# Worried about not being able to give semen sample



## avjmh (Apr 19, 2009)

hello,
my DH is totally convinced that he's not going to be able to "perform" when required.   We haven't even chosen a clinic yet, but he's already saying that I will have to go in with him to the "mens room" and give him a helping hand...! I have read in various books that this is not normally aloud, so what to do? He rarely masturbates and didn't even when he was a teenager so has anyone got any tips? Any ideas would be greatly appreciated as it's now really worrying me!
Thanks in advance.


----------



## still smiling (Jan 15, 2009)

Hi,

I really feel for the guys on this one.In the grand scheme of things it would appear to be the easier contribution but i'd rather jab 365 days a year than have to do that.
My DH had issues with this too and so he never did the sample at the clinic but just dropped it off within an hour max(sooner the better and they'll tell you how to transport it).
I never asked at the time what 'means' he used but turns out his laptop and a few rude clips came into it.
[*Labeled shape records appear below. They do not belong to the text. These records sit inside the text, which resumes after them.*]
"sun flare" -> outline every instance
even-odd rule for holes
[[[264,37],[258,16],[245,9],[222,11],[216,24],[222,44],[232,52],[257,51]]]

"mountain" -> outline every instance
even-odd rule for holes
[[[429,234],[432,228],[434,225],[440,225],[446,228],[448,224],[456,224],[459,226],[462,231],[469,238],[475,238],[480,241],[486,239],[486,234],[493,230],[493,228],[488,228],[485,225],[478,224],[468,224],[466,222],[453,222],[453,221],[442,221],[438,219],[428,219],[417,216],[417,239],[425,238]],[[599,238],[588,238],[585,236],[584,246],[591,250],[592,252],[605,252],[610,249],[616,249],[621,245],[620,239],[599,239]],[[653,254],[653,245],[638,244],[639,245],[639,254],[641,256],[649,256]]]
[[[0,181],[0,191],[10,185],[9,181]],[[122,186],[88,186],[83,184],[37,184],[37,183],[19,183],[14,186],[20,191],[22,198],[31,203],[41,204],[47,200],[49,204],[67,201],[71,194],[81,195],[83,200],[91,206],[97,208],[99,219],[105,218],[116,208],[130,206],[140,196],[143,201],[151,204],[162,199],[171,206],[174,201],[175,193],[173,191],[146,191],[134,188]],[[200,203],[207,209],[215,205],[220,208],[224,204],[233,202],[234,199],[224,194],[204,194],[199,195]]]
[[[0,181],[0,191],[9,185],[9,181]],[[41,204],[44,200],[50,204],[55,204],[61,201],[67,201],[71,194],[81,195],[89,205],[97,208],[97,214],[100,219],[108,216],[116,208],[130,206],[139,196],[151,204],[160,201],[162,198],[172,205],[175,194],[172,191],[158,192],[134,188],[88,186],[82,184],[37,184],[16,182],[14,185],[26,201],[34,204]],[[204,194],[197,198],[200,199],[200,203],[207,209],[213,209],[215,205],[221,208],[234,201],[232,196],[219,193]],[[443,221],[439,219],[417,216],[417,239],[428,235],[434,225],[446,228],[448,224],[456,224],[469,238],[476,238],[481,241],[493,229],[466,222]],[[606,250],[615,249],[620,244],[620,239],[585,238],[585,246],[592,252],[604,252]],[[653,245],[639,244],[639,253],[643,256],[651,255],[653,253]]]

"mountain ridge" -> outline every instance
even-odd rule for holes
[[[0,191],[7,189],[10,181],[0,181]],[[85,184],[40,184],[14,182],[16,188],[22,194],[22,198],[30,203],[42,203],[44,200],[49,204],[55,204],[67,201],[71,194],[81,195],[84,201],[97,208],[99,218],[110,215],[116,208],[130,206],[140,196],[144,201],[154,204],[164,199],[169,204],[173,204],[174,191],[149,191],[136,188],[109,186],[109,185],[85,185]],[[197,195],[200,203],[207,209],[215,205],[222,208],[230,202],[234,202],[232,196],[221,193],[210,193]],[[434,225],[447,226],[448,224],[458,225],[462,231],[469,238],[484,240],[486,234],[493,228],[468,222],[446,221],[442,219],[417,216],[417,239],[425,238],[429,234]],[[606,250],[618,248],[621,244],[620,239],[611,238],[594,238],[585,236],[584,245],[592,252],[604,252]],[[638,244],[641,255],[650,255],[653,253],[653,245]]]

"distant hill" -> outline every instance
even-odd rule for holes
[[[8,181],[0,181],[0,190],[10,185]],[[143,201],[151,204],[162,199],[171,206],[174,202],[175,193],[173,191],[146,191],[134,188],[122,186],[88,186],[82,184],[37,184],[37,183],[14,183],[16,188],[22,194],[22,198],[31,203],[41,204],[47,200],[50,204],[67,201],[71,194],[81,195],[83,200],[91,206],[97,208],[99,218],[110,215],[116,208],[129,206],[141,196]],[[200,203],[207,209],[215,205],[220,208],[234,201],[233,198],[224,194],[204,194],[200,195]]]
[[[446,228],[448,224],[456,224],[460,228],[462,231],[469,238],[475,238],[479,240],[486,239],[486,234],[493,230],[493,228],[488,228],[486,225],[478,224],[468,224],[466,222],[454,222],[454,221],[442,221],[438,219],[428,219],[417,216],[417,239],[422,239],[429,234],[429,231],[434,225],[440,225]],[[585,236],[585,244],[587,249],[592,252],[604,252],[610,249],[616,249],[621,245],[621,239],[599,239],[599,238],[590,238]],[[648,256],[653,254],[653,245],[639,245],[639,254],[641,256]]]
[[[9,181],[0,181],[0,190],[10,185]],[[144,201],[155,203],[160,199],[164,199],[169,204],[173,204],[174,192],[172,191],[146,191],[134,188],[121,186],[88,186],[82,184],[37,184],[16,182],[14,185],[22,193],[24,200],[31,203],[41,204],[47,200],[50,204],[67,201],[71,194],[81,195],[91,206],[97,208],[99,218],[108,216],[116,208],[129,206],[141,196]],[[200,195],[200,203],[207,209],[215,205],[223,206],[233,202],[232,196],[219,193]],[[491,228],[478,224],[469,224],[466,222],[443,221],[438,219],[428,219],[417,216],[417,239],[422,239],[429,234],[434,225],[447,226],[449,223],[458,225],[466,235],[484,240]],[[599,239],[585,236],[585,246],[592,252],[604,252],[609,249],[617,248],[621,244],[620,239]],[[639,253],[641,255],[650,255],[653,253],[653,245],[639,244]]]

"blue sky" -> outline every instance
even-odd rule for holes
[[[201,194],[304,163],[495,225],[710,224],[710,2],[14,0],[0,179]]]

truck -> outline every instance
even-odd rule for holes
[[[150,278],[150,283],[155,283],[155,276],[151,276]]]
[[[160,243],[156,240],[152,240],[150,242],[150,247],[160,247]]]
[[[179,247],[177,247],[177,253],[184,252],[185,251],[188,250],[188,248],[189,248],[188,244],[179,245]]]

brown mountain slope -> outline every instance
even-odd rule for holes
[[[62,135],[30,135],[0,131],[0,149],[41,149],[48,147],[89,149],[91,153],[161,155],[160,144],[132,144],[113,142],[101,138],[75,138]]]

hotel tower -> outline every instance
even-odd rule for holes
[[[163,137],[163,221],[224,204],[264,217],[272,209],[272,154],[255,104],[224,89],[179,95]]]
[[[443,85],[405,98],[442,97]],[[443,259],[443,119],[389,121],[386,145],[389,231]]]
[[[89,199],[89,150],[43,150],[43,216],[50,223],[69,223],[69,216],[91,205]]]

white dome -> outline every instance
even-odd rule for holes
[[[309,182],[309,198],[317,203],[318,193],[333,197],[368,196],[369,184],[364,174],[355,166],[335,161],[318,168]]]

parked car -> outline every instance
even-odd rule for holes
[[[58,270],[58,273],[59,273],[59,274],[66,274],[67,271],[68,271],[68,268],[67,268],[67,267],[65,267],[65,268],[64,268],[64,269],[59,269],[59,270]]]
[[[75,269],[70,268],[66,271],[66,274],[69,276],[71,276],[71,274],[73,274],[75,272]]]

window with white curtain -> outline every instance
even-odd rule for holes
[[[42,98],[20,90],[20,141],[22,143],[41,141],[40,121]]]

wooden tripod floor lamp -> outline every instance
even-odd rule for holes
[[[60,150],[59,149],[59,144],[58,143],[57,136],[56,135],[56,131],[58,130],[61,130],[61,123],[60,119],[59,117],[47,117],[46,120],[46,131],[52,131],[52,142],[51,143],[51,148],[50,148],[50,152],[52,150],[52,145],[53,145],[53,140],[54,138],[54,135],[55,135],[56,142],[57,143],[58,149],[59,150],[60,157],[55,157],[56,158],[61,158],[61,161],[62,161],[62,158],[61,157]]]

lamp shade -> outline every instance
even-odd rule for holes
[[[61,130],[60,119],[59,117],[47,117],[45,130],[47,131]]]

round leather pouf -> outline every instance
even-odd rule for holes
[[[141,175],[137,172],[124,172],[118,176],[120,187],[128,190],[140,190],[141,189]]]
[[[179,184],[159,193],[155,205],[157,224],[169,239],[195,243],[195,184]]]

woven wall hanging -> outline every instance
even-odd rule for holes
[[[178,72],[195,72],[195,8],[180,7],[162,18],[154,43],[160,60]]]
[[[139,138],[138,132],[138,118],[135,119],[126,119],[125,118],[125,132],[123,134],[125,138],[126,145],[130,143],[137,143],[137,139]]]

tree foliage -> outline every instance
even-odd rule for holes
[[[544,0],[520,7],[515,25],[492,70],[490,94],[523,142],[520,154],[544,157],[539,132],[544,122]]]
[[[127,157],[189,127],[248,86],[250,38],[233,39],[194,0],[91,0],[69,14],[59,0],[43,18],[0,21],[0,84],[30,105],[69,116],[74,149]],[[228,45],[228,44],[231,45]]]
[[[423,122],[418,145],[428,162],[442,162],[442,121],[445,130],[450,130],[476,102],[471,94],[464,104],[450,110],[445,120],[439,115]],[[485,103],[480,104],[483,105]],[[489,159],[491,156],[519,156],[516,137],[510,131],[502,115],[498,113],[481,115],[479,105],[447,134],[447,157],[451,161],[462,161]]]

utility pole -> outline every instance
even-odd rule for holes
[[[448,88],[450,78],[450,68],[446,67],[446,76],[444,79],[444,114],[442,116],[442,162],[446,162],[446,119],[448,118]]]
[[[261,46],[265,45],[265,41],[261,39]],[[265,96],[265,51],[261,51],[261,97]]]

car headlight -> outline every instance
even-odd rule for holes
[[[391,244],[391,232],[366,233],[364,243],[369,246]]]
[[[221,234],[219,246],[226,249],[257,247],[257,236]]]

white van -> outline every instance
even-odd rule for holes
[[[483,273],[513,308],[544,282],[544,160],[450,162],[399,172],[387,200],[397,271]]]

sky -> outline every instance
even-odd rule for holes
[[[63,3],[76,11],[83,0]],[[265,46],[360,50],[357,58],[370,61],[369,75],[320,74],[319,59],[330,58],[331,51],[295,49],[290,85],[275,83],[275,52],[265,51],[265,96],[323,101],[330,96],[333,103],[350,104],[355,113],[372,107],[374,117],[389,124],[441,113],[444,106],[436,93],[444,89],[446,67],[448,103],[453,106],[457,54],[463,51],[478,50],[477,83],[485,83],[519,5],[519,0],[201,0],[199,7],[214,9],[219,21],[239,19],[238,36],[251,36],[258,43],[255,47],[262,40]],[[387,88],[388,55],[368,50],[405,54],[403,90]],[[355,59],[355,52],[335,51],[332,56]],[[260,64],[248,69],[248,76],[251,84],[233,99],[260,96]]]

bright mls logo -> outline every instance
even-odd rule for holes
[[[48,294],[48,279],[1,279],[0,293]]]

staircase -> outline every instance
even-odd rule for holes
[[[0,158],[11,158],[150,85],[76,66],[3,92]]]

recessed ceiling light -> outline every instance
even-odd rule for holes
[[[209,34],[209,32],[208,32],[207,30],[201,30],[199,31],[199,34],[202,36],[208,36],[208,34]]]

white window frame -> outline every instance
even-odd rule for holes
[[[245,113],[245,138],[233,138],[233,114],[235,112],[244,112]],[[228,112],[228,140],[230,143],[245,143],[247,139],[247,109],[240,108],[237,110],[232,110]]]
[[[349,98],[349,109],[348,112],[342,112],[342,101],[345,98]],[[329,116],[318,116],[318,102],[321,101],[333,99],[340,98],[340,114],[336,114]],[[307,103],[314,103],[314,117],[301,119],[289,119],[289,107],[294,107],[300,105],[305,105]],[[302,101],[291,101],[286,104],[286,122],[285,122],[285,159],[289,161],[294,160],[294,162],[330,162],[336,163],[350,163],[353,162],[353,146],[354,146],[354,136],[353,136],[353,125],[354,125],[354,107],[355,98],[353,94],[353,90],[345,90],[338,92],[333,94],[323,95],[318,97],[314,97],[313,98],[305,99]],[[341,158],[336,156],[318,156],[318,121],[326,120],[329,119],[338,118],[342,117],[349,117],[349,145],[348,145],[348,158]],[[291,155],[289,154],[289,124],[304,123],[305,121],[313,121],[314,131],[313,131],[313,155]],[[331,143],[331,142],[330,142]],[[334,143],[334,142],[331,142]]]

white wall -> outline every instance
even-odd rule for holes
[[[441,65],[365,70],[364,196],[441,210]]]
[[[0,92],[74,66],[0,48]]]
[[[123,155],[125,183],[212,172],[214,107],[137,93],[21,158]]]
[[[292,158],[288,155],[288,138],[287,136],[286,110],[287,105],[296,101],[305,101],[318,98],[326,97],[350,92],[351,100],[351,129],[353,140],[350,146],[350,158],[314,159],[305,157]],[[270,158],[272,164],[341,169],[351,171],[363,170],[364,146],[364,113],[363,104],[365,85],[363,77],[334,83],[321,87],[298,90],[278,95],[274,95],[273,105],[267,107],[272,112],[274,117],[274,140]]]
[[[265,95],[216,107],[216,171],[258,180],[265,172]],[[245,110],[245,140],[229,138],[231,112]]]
I don't know about your clinic but mine will allow you both into the room because,to quote the nurse,"we just need it by whatever means".
The last option is a special condom that would allow you to have sex and then empty the contents.It's not the preferable option as it could mean losing some but most clinics have to account for people of the faiths that prohibit masturbation.We were offered that route due to my DH's faith
That obviously would'nt be an option on egg collection day though,just routine SA samples.

The last option is your DH getting his head around the fact that actually NO-ONE cares but him.My DH imagined them all having a good giggle about it and constantly made jokes etc to the nurses and consultants on the defense until he realized he was actually irritating them!They just don't care.

Actually that is'nt the last option!...He could also freeze a sample(given at a time to suit)so that he's not under pressure on the big day.Fresh sperm is better but frozen is better than none if he really can't manage it.

Lots of luck


----------



## CraigS (Apr 15, 2009)

If you'll pardon the expression I'm an "old hand" at this now.  I was worried too - you wouldn't believe the things that go through our heads - stuff like "how will I get it in that wee tub", "what if nothing happens", "should there not be more than that?".... it's all going through your head.

First few times (for tests prior to starting cycles "proper") I did it at home - you soon work out a method that works.  Mine involved Lorraine Kelly.  Joking.  To be honest the first time was a bit of a struggle, especially as DW was next door, but you just tell yourself it's for the greater good.  And FWIW we were told it had to be a "solo effort".  Bear in mind that if your hubby does it at home he'll maybe have to drive like a bat out of hell to reach the clinic in time, and you have to factor in "clean up" time within the hour you have to get to the clinic.  

And make sure he knows where he's going as first time I had to take in a sample I went to the Assisted Contraception Clinic when I should have been taking it to the Assisted Contraception Suite.  So I had to run like a bat out of hell to make it within the hour.  God knows what they must have though when I showed up clutching the wee bag with the tub in it, all out of breath and sweating like a pig  

So now I use the facilities in the suite.  I tend to take some candles, put on some chill out music... 

Seroiusly - it is easier if your hubby does it on site.  They'll provide magazines (one of which at my clinic was "Women In Uniform - Nurses Special" - which was abit weird) for your hubby to use.  He'll be able to peform on the day no problem.  Just need to keep reminding yourself it's for the greater good.


----------



## Gem78 (Apr 10, 2009)

Hi, 

Me and dh have had a few chuckles about this recently..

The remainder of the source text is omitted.